The use of écoeurant in the sense of disgusting is understood by francophones everywhere. But, in Québec, écoeurant can take on some additional meanings.

One of the additional meanings given to the adjective écoeurant is in fact a very positive one, and has nothing to do with being disgusting.

Ils ont donné un show écoeurant! (Y’ont donné un show écoeurant!)
They put on an awesome show!

J’ai une idée écoeurante!
I’ve got an amazing idea!

Comment ç’a été? (How was it?)
Super écoeurant! (Super amazing!)

Wow! C’est écoeurant ça!
Wow! That’s awesome!

You may also come across the expression en écoeurant, like in this example from a blog comment on La Presse:

L’appartement sent bon en écoeurant […].
The apartment smells amazingly good.

When écoeurant is used in a positive sense, you’ll know it because the speaker’s enthusiasm conveys it.

Be careful, though: referring to a person with the noun form of écoeurant sends us back into the negative end of this word’s meanings.

Lui, c’t’un écoeurant!
He’s such a bastard!

Va chier, mon écoeurant!
Fuck off, you bastard!

In an article from Le Devoir, we find a good example of the insult used in the political arena:

« Vous êtes une bande d’écœurants », crie le ministre Antoine Rivard.
“You’re a bunch of bastards,” yelled minister Antoine Rivard.
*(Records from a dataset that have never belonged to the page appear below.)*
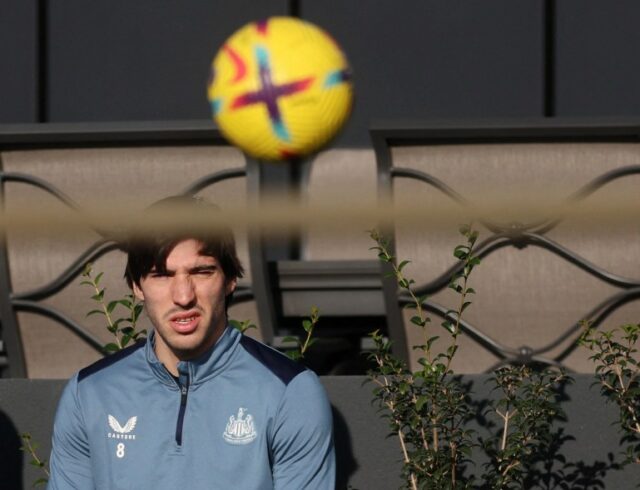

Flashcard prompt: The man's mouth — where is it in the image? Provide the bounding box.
[169,312,200,334]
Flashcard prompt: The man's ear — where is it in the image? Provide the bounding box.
[225,277,238,296]
[133,282,144,301]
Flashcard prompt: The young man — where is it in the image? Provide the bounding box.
[48,197,335,490]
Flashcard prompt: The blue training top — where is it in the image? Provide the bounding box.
[47,327,335,490]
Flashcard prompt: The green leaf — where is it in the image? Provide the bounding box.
[87,310,104,316]
[416,395,429,412]
[398,260,411,272]
[411,315,425,327]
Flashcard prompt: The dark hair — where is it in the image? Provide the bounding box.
[124,196,244,306]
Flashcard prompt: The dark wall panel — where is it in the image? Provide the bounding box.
[49,0,288,122]
[300,0,544,144]
[0,0,38,123]
[556,0,640,116]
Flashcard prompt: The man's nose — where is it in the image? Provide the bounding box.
[171,274,196,308]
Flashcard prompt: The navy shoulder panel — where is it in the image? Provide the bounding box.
[240,335,307,385]
[78,339,147,382]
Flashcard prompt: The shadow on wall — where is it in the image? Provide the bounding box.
[331,405,358,490]
[0,411,23,490]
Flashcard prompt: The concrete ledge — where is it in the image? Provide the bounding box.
[0,375,640,490]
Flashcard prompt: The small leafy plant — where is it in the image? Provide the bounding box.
[369,225,480,490]
[20,432,49,487]
[580,322,640,465]
[282,306,320,361]
[80,264,147,354]
[369,225,569,490]
[482,366,570,490]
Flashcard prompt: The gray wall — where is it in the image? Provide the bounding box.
[5,0,640,142]
[0,375,640,490]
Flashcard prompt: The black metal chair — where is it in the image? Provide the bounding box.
[371,120,640,372]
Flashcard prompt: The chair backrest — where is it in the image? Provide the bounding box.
[372,121,640,372]
[0,124,262,378]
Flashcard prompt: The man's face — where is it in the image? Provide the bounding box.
[133,239,236,374]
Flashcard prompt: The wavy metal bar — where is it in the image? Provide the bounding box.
[181,168,247,196]
[10,241,119,301]
[523,232,640,288]
[535,165,640,234]
[415,234,513,296]
[0,172,111,237]
[13,300,104,354]
[390,167,548,234]
[398,293,518,359]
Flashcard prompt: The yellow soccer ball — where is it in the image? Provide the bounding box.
[208,17,353,160]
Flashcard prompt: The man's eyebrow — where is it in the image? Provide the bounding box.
[190,264,218,272]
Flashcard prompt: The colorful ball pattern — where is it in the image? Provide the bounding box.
[208,17,353,160]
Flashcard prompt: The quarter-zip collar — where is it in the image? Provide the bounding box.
[145,326,242,389]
In an example on OffQc from 2010, Claude from the television show La Galère refers to her boyfriend as an écoeurant:

Oh l’écoeurant! […] le salaud d’écoeurant!
Oh that bastard! That dirty bastard!

An amusing example from Les chroniques de Karîse Dondelle, humour domestique, p.11, by Caroline Côté:

Deux minutes plus tard, [mon mari] renverse sa bière. De la faute à qui? Moi. Si j’avais oublié de l’apporter aussi, il ne l’aurait pas renversée. Mais là, n’allez pas croire que mon mari c’est un écœurant, là. Wow! Il ne dit pas que c’est toujours ma faute, non, non, des fois il admet que c’est lui. Par exemple, quand on peinture la galerie pis tout le monde trouve ça beau, il dit que c’est lui.

Two minutes later, [my husband] spills his beer. And whose fault is that? Mine. If I hadn’t remembered to bring that to him either, he wouldn’t have spilled it. But don’t go thinking my husband’s a bastard just because of that. Wow! He doesn’t say that it’s always my fault, no, no, sometimes he admits that it’s his. For example, when we paint the veranda and everybody thinks it looks nice, he takes the blame.

That quote also contains an example of used at the end of a statement:

Mais là, n’allez pas croire que mon mari c’est un écœurant, là.

To learn more about this usage of là, take a look at:
Everything you ever wanted to know about the québécois use of LÀ

Read Full Post »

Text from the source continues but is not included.